House mice prefer mates genetically dissimilar at the major histocompatibility complex (MHC). The highly polymorphic MHC genes control immunological self/nonself recognition; therefore, this mating preference may function to provide "good genes" for an individual's offspring. However, the evidence for MHC-dependent mating preferences is controversial, and its function remains unclear. Here we provide a critical review of the studies on MHC-dependent mating preferences in mice, sheep, and humans and the possible functions of this behavior. There are three adaptive hypotheses for MHC-dependent mating preferences. First, MHC-disassortative mating preferences produce MHC-heterozygous offspring that may have enhanced immunocompetence. Although this hypothesis is not supported by tests of single parasites, MHC heterozygotes may be resistant to multiple parasites. Second, we propose that MHC-dependent mating preferences enable hosts to provide a "moving target" against rapidly evolving parasites that escape immune recognition (the Red Queen hypothesis).

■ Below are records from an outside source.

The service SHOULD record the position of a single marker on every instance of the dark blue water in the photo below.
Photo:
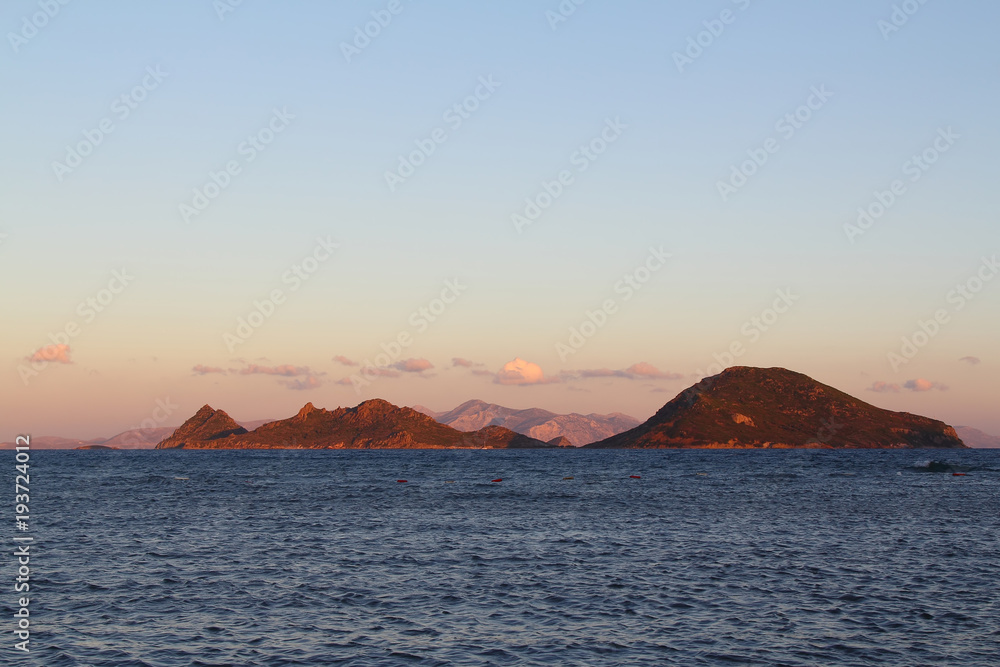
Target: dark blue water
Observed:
(321, 558)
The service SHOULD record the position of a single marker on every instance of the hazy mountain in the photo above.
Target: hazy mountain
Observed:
(374, 424)
(135, 438)
(973, 437)
(54, 442)
(773, 407)
(534, 422)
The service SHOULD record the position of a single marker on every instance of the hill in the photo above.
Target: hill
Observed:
(534, 422)
(745, 407)
(374, 424)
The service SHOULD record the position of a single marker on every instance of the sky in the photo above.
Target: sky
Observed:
(579, 207)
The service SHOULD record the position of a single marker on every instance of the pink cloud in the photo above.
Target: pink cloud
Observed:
(201, 369)
(310, 382)
(646, 370)
(521, 372)
(58, 353)
(918, 385)
(413, 365)
(369, 372)
(884, 387)
(641, 370)
(286, 370)
(921, 384)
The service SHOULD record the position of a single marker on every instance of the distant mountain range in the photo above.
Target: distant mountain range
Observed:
(973, 437)
(754, 408)
(135, 438)
(575, 428)
(741, 407)
(374, 424)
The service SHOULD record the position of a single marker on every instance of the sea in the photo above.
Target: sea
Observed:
(503, 557)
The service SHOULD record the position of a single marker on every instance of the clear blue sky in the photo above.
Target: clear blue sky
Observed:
(553, 90)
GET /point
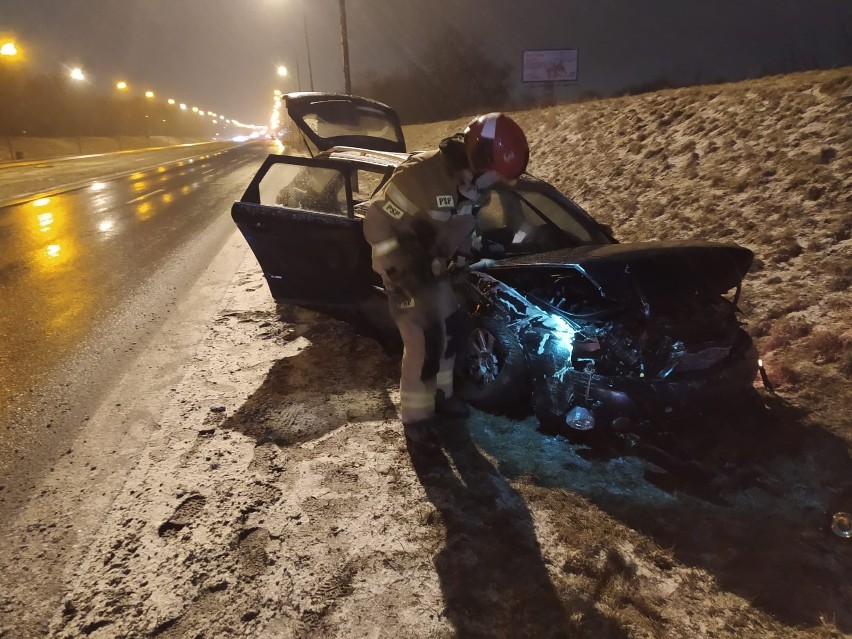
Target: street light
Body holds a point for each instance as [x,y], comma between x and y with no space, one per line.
[8,49]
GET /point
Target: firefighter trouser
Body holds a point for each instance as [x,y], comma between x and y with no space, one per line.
[426,327]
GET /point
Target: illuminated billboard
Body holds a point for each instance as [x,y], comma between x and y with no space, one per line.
[550,65]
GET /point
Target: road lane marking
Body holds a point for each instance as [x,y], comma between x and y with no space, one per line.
[147,195]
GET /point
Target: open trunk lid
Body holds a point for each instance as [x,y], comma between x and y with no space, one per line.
[327,120]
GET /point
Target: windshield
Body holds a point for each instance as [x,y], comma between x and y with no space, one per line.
[526,220]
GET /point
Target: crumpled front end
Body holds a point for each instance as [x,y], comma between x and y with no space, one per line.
[621,349]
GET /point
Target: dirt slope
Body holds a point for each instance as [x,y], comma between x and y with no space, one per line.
[274,497]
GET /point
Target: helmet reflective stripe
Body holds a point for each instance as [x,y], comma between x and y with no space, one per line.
[393,194]
[440,216]
[385,247]
[489,125]
[444,378]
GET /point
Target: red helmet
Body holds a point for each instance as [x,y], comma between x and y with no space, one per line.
[495,142]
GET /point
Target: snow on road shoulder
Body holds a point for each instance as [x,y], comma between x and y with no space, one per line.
[267,488]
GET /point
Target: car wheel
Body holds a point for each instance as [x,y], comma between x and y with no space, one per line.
[492,370]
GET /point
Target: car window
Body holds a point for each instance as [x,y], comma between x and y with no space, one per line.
[528,221]
[308,188]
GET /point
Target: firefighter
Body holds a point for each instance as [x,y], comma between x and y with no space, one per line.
[421,221]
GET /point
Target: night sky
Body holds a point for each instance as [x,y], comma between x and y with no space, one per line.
[221,55]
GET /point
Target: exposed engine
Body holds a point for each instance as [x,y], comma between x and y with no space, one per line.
[636,338]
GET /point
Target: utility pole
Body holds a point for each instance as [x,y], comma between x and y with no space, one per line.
[347,83]
[307,45]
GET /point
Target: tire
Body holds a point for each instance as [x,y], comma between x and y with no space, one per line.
[491,369]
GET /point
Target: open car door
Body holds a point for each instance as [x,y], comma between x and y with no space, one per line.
[297,215]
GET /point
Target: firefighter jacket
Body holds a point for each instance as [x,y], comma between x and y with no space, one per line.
[417,222]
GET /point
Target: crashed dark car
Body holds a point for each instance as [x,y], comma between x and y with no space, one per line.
[589,332]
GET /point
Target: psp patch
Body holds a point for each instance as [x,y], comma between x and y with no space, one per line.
[393,210]
[445,202]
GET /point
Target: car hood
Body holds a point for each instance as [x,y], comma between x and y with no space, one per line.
[653,269]
[331,119]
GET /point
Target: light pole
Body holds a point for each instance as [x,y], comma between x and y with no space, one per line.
[344,43]
[307,45]
[76,74]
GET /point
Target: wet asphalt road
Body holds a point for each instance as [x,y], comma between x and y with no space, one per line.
[87,273]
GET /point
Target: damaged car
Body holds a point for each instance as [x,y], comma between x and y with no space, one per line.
[589,333]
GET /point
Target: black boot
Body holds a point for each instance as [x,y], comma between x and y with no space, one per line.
[421,435]
[450,406]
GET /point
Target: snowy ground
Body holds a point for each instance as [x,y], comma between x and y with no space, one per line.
[267,492]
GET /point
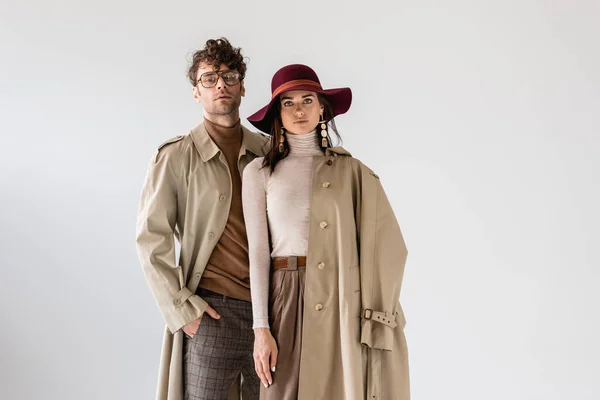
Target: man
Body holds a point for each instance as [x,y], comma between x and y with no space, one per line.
[193,192]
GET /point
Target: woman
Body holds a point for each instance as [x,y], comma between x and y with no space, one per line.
[326,256]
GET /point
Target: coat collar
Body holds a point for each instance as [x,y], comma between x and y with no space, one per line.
[337,151]
[207,148]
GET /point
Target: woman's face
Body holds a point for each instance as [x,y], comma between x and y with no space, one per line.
[300,111]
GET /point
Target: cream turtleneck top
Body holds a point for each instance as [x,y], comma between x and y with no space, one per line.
[278,204]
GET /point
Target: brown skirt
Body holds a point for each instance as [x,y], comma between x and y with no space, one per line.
[285,317]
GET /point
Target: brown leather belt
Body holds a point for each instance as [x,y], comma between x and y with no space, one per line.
[289,262]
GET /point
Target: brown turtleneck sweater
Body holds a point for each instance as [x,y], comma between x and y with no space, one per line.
[227,271]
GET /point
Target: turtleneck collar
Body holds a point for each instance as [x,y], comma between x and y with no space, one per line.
[303,145]
[224,134]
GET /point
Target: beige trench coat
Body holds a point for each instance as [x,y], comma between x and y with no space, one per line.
[353,343]
[186,195]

Such parasites are suspected to drive MHC diversity through rare-allele advantage. Thus, the two forms of parasite-mediated selection thought to drive MHC diversity, heterozygote and rare-allele advantage, will also favor MHC-dependent mating preferences. Finally, MHC-dependent mating preferences may also function to avoid inbreeding; a hypothesis consistent with other evidence that MHC genes play a role in kin recognition.

Keywords: Red Queen; heterozygote advantage; host‐parasite coevolution; inbreeding avoidance; kin recognition; sexual selection.